In light of this, businesses and their employees cannot expect their future financial security to come from above. Neither can they afford to wait until the ANC is replaced by a new government.
As a result, it is urgent and necessary that businesses and their people take their salvation into their own hands. Happily, this is very possible to achieve. Once we accept that the money we need is not going to fall from the sky we have also to accept that, if we want money, we need to make it.
This is not a radical concept. Businesses are normally set up for just this purpose, and employees get jobs mainly for the purpose of making money. However, most businesses and their staff are not making nearly enough money to satisfy their needs and the needs of our economy. And they never will, unless they first make drastic changes to the counterproductive work-pay
system plaguing most businesses. That is, at most workplaces, there is at best, a very reluctant and strained level of cooperation between employees and management. This arrangement is tenuously held together by management’s threat of punishment, and the threat made by employees of strikes and CCMA litigation. This system is as far away from a scenario of making good money as the earth is from the other end of the universe.

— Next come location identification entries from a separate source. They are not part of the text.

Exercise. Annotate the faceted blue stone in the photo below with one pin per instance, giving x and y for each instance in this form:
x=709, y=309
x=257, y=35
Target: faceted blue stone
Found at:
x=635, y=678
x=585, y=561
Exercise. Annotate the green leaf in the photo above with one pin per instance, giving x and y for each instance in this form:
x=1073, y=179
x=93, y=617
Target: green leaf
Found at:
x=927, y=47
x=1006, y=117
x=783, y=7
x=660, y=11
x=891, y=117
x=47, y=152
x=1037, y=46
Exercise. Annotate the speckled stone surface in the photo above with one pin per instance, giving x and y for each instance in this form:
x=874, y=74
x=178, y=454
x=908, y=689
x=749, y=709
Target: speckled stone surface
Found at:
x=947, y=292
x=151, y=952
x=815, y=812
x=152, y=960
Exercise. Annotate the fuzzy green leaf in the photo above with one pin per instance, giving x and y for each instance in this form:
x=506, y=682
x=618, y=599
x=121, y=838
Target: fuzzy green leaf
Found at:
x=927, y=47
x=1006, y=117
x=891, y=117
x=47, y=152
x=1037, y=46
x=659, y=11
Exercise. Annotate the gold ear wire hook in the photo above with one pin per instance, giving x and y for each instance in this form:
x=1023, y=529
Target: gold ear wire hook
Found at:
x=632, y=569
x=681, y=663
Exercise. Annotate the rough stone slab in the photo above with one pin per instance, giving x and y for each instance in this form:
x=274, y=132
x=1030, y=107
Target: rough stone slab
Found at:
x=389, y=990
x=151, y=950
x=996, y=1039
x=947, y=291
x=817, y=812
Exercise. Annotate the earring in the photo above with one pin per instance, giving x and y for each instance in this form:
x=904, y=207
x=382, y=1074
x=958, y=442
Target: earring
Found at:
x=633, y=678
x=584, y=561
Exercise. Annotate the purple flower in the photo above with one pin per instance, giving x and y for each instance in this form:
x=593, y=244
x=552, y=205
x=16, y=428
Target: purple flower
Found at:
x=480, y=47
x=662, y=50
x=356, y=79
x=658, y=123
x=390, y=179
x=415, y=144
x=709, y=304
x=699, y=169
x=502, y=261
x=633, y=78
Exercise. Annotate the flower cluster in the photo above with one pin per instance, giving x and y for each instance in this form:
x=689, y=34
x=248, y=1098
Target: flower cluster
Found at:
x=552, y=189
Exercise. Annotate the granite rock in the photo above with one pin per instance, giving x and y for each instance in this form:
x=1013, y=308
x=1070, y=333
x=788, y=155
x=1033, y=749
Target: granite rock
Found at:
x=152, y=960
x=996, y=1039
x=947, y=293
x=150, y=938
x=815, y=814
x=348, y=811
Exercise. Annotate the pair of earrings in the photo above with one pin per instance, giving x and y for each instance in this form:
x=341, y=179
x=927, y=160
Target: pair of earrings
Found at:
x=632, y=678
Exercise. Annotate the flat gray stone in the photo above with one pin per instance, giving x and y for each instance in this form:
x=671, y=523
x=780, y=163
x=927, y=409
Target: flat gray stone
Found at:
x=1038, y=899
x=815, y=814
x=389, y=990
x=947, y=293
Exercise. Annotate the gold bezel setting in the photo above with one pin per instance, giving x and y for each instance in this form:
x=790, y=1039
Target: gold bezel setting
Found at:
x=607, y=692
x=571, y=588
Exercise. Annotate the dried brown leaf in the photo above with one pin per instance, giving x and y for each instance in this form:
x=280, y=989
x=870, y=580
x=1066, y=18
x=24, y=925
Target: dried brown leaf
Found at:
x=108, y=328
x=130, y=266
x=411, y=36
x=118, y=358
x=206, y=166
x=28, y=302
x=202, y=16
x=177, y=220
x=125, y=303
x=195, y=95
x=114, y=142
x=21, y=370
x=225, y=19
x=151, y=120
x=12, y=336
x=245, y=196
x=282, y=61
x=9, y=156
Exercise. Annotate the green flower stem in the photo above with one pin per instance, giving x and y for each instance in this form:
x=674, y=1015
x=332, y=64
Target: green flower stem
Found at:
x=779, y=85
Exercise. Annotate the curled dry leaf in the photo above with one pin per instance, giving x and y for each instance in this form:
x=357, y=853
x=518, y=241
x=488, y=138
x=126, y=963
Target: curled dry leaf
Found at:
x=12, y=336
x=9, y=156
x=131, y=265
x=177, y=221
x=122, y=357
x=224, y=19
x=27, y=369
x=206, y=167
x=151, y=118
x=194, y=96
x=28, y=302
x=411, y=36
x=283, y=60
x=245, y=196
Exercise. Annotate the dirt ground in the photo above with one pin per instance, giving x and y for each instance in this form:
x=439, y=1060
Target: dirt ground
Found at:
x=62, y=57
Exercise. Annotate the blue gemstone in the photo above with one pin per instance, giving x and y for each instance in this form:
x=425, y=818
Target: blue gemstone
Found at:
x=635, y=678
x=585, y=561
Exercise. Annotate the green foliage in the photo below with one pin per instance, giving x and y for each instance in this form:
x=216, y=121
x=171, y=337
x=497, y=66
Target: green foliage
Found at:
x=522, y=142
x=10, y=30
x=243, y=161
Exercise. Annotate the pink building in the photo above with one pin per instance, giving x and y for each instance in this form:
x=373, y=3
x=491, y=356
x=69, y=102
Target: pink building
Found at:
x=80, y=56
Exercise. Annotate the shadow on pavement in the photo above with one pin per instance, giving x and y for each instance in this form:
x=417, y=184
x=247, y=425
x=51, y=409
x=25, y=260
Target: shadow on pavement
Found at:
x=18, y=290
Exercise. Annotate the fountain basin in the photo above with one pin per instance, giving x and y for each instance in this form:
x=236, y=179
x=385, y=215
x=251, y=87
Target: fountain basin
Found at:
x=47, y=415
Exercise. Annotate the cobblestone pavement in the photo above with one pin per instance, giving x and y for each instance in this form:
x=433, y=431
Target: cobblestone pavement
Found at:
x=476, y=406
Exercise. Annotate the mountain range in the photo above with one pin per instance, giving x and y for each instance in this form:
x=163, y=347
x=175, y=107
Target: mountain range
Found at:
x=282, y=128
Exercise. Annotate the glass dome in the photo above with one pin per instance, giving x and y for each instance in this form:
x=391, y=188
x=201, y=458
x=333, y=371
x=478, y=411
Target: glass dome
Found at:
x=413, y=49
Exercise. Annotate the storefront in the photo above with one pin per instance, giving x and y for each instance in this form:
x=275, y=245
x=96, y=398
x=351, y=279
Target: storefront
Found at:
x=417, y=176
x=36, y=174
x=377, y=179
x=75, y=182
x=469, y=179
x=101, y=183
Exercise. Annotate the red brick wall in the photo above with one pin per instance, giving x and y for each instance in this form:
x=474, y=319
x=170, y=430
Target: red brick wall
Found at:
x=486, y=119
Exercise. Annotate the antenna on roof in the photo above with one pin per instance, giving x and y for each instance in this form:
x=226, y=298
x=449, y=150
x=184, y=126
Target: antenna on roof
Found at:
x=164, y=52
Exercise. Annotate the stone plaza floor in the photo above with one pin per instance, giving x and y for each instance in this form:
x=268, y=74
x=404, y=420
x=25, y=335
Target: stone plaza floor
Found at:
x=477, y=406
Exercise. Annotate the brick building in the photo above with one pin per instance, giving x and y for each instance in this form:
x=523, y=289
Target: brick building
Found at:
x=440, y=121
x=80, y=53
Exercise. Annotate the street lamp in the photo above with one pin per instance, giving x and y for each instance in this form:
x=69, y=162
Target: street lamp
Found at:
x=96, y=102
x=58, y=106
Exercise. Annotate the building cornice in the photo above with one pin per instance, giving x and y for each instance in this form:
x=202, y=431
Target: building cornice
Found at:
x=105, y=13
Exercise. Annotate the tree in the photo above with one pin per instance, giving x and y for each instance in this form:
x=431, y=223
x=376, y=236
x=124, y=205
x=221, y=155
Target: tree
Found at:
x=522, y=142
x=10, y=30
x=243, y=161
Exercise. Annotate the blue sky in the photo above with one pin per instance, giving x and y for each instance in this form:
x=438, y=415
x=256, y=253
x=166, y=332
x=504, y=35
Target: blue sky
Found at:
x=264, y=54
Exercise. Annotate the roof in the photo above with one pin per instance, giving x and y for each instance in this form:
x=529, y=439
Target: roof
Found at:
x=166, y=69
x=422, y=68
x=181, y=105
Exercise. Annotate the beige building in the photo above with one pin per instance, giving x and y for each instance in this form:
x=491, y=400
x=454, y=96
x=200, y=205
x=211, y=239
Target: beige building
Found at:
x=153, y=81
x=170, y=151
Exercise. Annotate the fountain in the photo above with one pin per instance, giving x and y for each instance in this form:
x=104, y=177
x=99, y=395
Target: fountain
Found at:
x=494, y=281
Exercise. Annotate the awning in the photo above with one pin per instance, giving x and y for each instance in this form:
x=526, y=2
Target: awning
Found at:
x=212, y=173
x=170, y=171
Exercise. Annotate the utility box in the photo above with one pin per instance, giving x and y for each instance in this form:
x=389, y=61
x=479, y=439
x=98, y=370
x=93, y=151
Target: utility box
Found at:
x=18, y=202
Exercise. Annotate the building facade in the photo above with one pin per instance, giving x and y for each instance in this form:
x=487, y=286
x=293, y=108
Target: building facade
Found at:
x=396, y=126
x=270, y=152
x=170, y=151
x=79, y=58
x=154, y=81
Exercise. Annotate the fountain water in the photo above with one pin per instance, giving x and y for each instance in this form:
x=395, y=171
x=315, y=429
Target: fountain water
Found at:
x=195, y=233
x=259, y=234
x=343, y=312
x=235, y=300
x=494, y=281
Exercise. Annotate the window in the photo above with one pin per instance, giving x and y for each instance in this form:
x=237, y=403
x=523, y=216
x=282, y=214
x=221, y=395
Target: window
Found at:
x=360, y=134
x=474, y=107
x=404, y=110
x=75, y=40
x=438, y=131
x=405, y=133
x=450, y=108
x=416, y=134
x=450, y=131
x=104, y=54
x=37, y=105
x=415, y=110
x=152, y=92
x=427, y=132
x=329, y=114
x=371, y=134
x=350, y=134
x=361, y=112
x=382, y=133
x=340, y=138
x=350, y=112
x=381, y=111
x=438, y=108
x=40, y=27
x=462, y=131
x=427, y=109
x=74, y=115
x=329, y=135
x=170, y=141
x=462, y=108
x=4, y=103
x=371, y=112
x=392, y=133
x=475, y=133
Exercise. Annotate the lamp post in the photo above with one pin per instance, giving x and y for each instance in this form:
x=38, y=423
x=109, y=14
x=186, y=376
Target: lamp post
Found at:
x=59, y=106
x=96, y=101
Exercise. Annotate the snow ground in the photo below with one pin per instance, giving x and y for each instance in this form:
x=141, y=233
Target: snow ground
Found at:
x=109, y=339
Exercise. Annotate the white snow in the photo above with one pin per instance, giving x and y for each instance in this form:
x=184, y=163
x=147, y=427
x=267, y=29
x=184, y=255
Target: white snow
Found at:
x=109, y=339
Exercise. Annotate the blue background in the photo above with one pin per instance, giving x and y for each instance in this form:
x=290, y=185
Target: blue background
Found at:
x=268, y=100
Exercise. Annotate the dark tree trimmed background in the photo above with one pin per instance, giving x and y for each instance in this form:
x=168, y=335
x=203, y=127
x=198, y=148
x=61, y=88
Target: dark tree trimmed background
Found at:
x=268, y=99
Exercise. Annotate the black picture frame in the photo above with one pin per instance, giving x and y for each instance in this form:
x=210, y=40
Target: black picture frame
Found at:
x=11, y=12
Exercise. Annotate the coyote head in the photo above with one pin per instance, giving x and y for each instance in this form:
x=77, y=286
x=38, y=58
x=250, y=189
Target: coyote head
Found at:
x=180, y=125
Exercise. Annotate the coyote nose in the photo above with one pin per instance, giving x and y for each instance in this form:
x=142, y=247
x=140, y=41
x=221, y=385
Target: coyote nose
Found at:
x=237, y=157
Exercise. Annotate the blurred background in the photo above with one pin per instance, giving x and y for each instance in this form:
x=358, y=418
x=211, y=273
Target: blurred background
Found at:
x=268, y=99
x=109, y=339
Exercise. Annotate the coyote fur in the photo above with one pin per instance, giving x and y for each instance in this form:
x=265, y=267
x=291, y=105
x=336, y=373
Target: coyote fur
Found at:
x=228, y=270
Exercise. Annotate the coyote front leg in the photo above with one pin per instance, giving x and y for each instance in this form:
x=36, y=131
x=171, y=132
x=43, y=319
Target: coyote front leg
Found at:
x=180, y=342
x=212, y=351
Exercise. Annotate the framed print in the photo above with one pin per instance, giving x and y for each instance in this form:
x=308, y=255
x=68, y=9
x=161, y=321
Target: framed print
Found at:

As a result, we, as business owners and as workers need to develop an entirely new basis for our cooperation in our quest for making money. We need to replace our current counter productive ethos with one that will make much more money for everyone. This is necessary for counteracting the financial devastation caused by State Capture, a grossly ineffective government and Covid-19.
If we as business owners and workers are going to make the money we need, we will have to team up with each other in a true partnership for creating super-productivity. And then we need to share the fruits thereof fairly with each other.
Then, staff will be motivated by the opportunity to make real money instead of being cajoled into reluctant cooperation and getting a small wage at the end of the month. And business owners will also be motivated by the opportunity to make real money instead of accepting the business losses or meagre profits delivered by our current self-defeating pay-reward system.
This new co-productivity system will remove the conception that so many workers have that the word ‘productivity’ means exploitation, neo-apartheid abuse and capitalist greed. And businesses will be able to make big profits because of the fair and constructive relationships they have with their staff, and because of the business’s willingness to share those profits with their employee partners.
One of the greatest thinkers of all time, Albert Einstein, said that we cannot solve any problem with the same mindset that caused it. Businesses and their people have the same problem, namely that they are not making enough money. But application of Einstein’s principle means that both business owners and workers can only solve this money problem if they change the mindset that caused it. That is, the money shortage problem has been caused by our uncooperative workplace mindset. We can solve the money shortage problem by developing a new, cooperative mindset.
If we cling to our old and failed ‘we-they’ mindset we will doom ourselves to a future of low pay, job insecurity and business failure. But, if we are willing to free ourselves from our uncooperative mindsets we will make ourselves economically free.